Women predisposed to hereditary or familial breast cancer form a heterogeneous group. It would be useful if we could identify carriers of the high-risk BRCA1 and BRCA2 genes and target the expensive and time-consuming genetic testing to individuals who most probably carry those mutations. Besides family history, histopathological markers could also be useful in distinguishing patients and families likely to carry a BRCA1/2 germline mutation from mutation-negative families and breast cancer patients in general.

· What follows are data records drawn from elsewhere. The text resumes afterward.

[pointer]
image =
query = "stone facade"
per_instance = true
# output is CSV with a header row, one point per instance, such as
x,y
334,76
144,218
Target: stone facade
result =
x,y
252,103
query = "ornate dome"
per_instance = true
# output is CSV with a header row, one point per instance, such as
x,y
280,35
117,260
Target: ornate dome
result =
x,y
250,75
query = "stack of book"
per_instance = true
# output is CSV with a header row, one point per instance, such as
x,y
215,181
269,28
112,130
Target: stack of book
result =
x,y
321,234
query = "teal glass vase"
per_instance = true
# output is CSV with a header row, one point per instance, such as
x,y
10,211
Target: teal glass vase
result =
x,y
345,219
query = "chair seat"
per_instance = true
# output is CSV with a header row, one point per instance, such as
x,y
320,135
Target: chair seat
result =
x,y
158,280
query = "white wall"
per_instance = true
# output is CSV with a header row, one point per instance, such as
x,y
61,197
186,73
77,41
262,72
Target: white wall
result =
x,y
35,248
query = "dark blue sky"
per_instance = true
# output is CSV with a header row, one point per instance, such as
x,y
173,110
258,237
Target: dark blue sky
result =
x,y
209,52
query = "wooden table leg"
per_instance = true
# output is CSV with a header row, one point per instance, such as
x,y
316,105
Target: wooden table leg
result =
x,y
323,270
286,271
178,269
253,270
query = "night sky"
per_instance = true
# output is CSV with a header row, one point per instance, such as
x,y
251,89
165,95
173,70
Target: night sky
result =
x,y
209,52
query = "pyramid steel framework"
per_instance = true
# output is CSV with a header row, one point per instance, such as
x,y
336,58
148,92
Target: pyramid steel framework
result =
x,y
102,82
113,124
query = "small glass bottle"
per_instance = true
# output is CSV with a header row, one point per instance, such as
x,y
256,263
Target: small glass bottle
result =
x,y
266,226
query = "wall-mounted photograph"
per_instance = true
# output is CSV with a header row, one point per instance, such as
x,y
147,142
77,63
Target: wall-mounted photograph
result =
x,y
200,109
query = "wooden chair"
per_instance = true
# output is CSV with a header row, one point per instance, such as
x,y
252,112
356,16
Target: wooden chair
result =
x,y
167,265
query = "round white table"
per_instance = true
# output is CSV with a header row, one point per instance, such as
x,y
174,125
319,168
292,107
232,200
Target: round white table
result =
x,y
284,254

Several studies have compared the characteristics of breast cancers in BRCA1 carriers and in sporadic controls. Distinct features between BRCA1-associated tumours have been found, such as high tumour grade, oestrogen receptor (ER) negativity, and overexpression of p53 [13]. In addition, negativity for progesterone receptor (PgR) [3, 4], a higher proportion of medullary and atypical medullary carcinomas [5, 6], and tumours with a low expression of c-erbB-2 [1, 4, 6] have been detected. Besides the higher proportion of medullary histology, a higher frequency of ductal carcinoma has also been reported [7, 8]. Recently, cDNA expression analyses have suggested a basal epithelial phenotype for BRCA1 tumours [9] and expression of cytokeratins 5/6 has been associated with BRCA1 tumours [10].

Among BRCA2-associated tumours, a slight increase has been observed in the incidence of lobular or tubulolobular carcinomas [11, 12]. However, results are inconsistent, and in most cases no significant difference has been found between BRCA2-associated tumours and sporadic cancers [1, 4, 6, 13]. Complementary DNA (cDNA) expression analysis has suggested distinct expression profiles for BRCA2 tumours as well [14].

It has been clear for some time that in many families hereditary susceptibility is not due to the BRCA1 or BRCA2 genes [15, 16]. Only a few studies have evaluated the features of this large group of families. It would be crucial for genetic counselling and for our understanding of tumour development to learn more about these patients. Lakhani and colleagues [17] studied the pathology of 82 familial breast cancers not attributable to BRCA1 or BRCA2 mutations, and they found these non-BRCA1/2 cancers to be of lower grade, to show less pleomorphism and to have a lower mitotic count than sporadic cancers or BRCA mutation-positive cancers. No other features differed significantly in their study. However, they did not examine immunohistochemical characteristics. There has been only one study so far that has characterised the immunohistochemical features of familial non-BRCA1/2 cancers: Palacios and colleagues [18] studied immunohistochemical staining and histopathology and compared 37 non-BRCA1/2 cancers with 20 BRCA1-associated and 18 BRCA2-associated cancers, and also with unselected control cancers. They similarly found those to be of lower grade than in all the other three groups. In comparison with sporadic cancers they were also more frequently p53-negative and erbB2-negative, and expressed reduced E-cadherin and β-catenin. However, the number of patients in this study was small and it was restricted to only a univariate analysis of the studied parameters.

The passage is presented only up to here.